Thursday, October 18, 2012

Breaking Spirals


Our minds are constantly filled with narratives of our own creation.  These narratives define who we are, and who we are conditions the narratives.  When our outlook is bleak, the narrative becomes bleak, which only darkens our outlook.  This negative cycle can continue in a downward spiral with tragic consequences, such as in the case of young Amanda Todd.  

Alternately, a positive outlook creates a happier narrative, which accentuates the positive and improves our outlook.  While this is a happier occurrence, reality isn't always seen through "rose-colored glasses" and we can find ourselves blindsided when fate suddenly taps us on the shoulder.

Meditation is a way to break these cycles.  Sitting still and quieting the mind, we can stop listening to the narration (even if the narrative itself never really quite stops).  In deep states of meditation, body and mind drop away, and when there is no narration, there is no narrator.  
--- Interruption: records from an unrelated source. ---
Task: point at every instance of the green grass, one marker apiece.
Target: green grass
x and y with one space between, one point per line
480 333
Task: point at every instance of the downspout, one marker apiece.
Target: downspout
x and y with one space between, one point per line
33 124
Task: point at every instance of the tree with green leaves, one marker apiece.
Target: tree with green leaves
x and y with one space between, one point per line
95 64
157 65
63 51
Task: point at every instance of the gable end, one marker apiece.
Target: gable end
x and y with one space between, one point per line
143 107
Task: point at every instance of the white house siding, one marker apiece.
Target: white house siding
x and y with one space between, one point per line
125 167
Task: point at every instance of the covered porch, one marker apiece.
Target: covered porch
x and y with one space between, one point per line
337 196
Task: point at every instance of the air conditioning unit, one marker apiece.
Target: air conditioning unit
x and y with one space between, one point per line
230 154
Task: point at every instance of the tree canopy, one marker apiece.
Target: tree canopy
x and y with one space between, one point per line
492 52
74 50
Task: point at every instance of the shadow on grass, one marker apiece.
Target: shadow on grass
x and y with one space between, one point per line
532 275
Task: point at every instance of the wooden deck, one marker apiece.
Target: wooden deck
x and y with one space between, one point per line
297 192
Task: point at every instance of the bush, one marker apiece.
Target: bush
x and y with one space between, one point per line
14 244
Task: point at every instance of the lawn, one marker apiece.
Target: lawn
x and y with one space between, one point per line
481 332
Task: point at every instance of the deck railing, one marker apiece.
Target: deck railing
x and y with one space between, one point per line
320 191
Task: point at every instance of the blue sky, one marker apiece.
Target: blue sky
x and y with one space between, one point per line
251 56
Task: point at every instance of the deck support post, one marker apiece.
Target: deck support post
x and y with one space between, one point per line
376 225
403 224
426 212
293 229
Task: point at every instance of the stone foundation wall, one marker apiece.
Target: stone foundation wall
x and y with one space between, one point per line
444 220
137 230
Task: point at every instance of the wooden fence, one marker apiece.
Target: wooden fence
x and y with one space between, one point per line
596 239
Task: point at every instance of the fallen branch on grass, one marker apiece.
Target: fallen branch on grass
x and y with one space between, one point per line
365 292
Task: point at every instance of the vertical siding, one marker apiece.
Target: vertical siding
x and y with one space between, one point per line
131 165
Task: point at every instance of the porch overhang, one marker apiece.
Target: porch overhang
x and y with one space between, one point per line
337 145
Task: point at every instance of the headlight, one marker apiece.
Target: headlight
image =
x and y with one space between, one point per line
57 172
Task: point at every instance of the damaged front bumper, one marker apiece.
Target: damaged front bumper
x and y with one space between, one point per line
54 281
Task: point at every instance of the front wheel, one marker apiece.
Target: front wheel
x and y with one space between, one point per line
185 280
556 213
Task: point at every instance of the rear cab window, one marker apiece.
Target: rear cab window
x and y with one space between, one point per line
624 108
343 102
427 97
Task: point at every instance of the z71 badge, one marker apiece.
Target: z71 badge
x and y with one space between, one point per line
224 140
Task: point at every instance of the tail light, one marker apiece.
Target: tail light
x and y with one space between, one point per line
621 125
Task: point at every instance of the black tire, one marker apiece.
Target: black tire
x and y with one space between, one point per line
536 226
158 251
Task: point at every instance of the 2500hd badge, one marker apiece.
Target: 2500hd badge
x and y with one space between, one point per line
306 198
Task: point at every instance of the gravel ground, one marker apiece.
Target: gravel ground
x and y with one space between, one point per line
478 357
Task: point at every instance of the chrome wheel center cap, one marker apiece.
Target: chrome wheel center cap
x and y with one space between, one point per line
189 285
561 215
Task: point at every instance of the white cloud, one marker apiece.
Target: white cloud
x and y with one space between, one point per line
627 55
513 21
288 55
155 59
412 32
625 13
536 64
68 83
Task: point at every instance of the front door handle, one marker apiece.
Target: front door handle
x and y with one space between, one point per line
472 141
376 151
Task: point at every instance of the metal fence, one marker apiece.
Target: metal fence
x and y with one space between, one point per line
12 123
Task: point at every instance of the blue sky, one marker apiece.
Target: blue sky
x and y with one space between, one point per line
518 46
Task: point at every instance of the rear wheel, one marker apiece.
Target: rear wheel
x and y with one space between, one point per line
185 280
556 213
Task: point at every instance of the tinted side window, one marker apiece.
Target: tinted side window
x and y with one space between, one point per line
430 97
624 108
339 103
When the bell rings and we come back to the world, we have a chance, if even for a minute, to see things as they are outside of the influence of the outlook-narrative cycles.  Eventually, habitual tendencies of the mind will  reestablish themselves, but we can always return to our meditation practice before they become too deeply entrenched.  With time, we learn to not get as caught up in them as we had before our practice began.